I'm in an interesting situation at work. I work with "Joe". Joe and I are both programmers, having both been professionally programming for about 20 years. Joe does some of the worst work I've seen in my professional career, and in my personal opinion should have been fired years ago. I've discussed this ad nauseam with my direct manager, who Joe doesn't report too, mostly because Joe is wasting my time asking questions he should know the answer too.
My company is finally waking up to Joe, and his bad work quality and terrible work ethic. Unfortunately instead of firing him, they are trying to push him off on another division of the company, with a separate management structure.
Joe essentially needs to be re-interviewed by this other division in order to be officially transferred. Tomorrow, I've been asked by the development manager of this division to provide a reference of Joe, this will be done over the phone.
I want to come off as professional as possible to this manager, as we have worked together before, and will continue to do so.

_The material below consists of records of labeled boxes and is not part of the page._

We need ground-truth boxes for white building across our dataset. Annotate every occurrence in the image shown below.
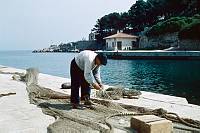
[104,33,138,51]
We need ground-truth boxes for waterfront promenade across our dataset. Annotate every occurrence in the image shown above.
[0,66,200,133]
[96,50,200,60]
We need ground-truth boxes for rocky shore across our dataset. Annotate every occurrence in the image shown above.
[0,66,200,133]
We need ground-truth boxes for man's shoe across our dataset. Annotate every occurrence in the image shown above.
[84,100,94,106]
[72,103,85,110]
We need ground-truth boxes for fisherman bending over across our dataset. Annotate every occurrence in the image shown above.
[70,50,107,109]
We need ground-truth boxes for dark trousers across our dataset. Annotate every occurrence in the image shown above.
[70,59,91,104]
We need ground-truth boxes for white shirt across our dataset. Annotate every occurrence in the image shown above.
[75,50,101,84]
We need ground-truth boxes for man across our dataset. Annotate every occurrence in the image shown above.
[70,50,107,109]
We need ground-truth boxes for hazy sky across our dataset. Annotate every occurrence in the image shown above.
[0,0,135,50]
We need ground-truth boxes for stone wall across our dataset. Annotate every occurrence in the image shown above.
[179,40,200,50]
[75,41,102,51]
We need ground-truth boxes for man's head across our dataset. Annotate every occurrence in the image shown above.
[95,53,107,66]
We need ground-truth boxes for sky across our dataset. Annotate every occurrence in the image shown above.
[0,0,135,50]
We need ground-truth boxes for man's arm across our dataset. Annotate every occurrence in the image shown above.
[92,67,102,85]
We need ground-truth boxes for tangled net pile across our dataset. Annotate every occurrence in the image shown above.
[13,69,200,133]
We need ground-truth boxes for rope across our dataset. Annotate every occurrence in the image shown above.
[0,92,16,97]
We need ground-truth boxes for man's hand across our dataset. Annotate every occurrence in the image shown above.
[92,83,101,90]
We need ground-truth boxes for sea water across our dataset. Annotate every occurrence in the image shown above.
[0,51,200,105]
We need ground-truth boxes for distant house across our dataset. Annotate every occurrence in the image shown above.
[104,33,139,50]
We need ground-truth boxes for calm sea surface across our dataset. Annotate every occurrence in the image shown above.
[0,51,200,105]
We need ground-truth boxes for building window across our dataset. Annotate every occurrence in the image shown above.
[112,42,115,48]
[117,41,122,50]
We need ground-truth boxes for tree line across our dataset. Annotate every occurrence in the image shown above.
[93,0,200,43]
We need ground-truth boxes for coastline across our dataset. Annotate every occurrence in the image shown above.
[0,65,200,132]
[96,50,200,60]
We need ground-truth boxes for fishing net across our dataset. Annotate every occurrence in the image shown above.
[16,69,200,133]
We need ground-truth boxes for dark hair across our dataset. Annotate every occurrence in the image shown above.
[96,53,107,66]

Unfortunately having worked with Joe for about a year now, I have a lot of "dirt" that could immediately seal his grave at this company.
My question:
Do I tell this manager the whole story about Joe, every negative detail? I'm just concerned if I do this, I may come across in a negative way and my bias toward Joe being fired is going to be blatantly obvious.
If not the whole story, at what line should I draw in this conversation?

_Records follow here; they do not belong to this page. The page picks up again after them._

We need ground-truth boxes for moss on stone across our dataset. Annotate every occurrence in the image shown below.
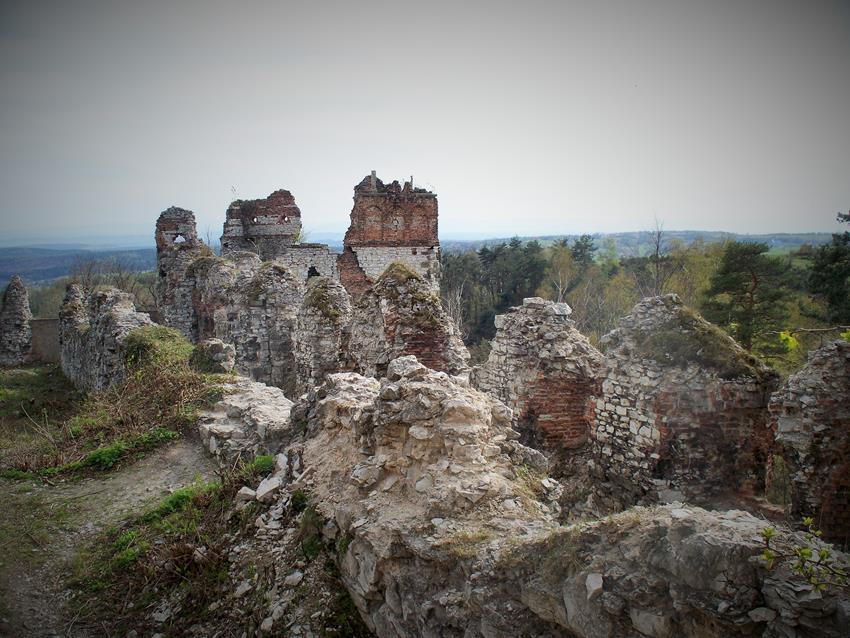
[304,277,342,322]
[635,307,762,379]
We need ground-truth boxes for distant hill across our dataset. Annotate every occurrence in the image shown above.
[0,230,832,286]
[0,246,156,284]
[440,230,832,257]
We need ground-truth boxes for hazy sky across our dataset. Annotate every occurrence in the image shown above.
[0,0,850,244]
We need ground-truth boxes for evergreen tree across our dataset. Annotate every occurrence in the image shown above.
[809,213,850,325]
[703,242,788,350]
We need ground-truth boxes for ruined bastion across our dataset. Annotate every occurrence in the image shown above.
[156,172,450,393]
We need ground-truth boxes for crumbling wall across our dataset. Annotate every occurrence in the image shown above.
[156,206,206,343]
[338,171,440,298]
[282,357,849,638]
[470,297,602,450]
[349,263,469,377]
[221,189,301,261]
[190,252,303,393]
[275,244,339,282]
[0,275,32,366]
[59,284,153,391]
[770,340,850,544]
[592,295,777,500]
[293,277,351,394]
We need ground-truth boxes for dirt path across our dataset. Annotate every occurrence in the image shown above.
[0,438,216,638]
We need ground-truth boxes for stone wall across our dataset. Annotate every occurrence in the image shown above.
[470,297,602,449]
[770,340,850,544]
[349,263,469,377]
[156,206,213,343]
[0,275,32,366]
[59,284,153,392]
[293,277,351,395]
[338,171,440,299]
[191,252,303,394]
[221,190,301,261]
[275,244,339,282]
[592,295,777,500]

** Closing thoughts after this phone interview **
I had my phone interview reference about Joe, we used a massive code review as a base for evaluating Joe. Joe did these changes solely, so it was a good factual representation about what Joe was capable/not capable of. We both came to the same conclusions, and the manager definitely read through the lines and noticed I wasn't saying anything positive. The message was received well, and I can feel good that I didn't get into a bunch of gossip and mud slinging about Joe.